Flying Foxes

Bad news today for the large flying fox, which has just been given an extinction warning.  Apparently it could be flapping its way to the land of Dodos and Tasmanian Wolves in as little as six years.  I think it’s easy for people in places like the UK to overlook the human and economic factors involved in the hunting of such animals, but it’s always depressing to think the world might be parting ways with a species as dramatic as this.

The heads of these things look more like those of wolves or bears than the bats we get in this part of the world.  The (quite incredible) ARKive website has some pictures here, and although there are no videos of this species, it’s worth exploring their footage of similar flying foxes, such as this


I’m a big fan of medieval bestiaries.  In future posts I’m hoping to link to a few (there are some incredible digitised manuscripts available to read online), and pick out some of the things medieval scholars penned about animals both real and fictional.  Also, Jorge Luis Borges’ The Book of Imaginary Beings, which is something I love flicking through.  But these are digressions – for now here’s The Aberdeen Bestiary’s beautiful thoughts on the bat (from the birds section of the manuscript, naturally)…

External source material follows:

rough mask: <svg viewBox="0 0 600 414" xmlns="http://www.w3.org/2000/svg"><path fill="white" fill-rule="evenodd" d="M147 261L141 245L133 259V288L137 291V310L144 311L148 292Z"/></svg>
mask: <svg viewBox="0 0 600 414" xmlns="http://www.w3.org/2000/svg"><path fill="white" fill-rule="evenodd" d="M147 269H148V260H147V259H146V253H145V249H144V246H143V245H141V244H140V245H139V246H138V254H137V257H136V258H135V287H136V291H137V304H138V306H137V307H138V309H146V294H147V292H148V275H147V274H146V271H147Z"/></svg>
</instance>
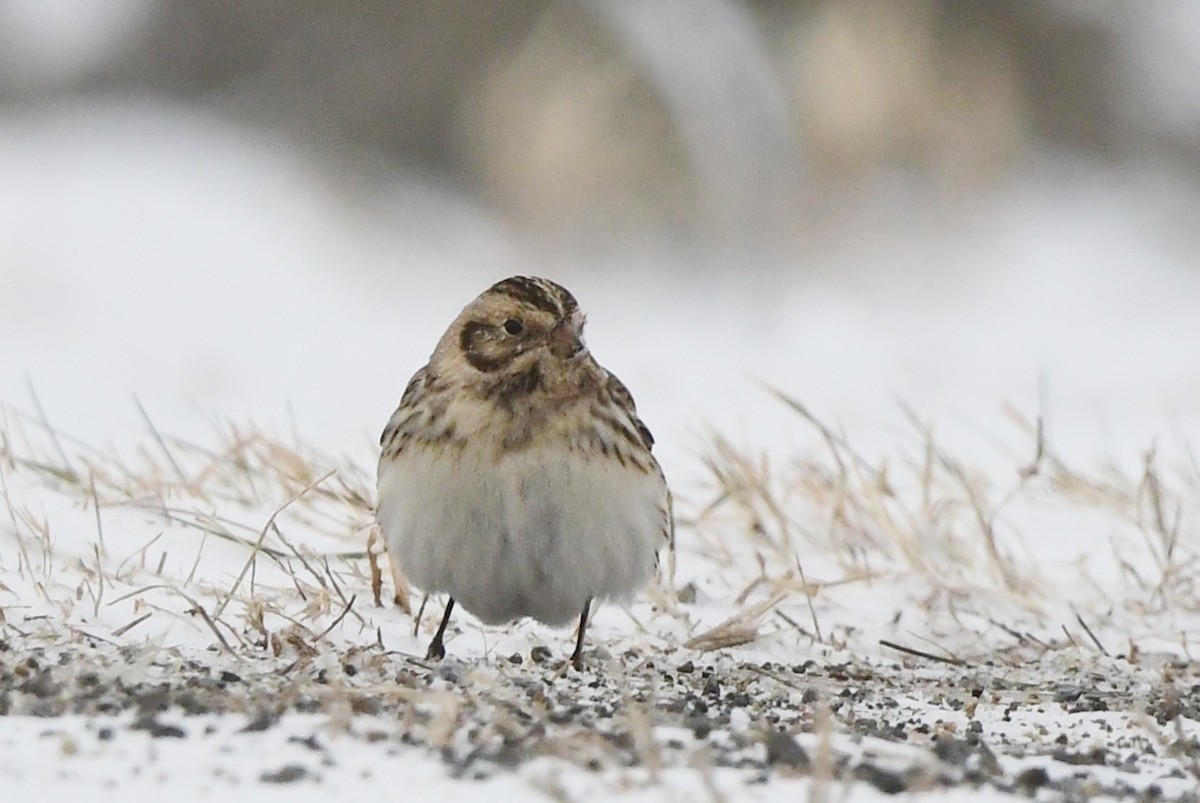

“The bat, a lowly animal, gets its name from vesper, the evening, when it emerges. It is a winged creature but also a four-footed one, and it has teeth, which you would not usually find in birds. It gives birth like a quadruped, not to eggs but to live young.

It flies, but not on wings; it supports itself by making a rowing motion with its skin, and, suspended just as on wings, it darts around.

There is one thing which these mean creatures do, however: they cling to each other and hang together from one place looking like a cluster of grapes, and if the last lets go, the whole group disintegrate; it is a kind of act of love, of a sort which is difficult to find among men.”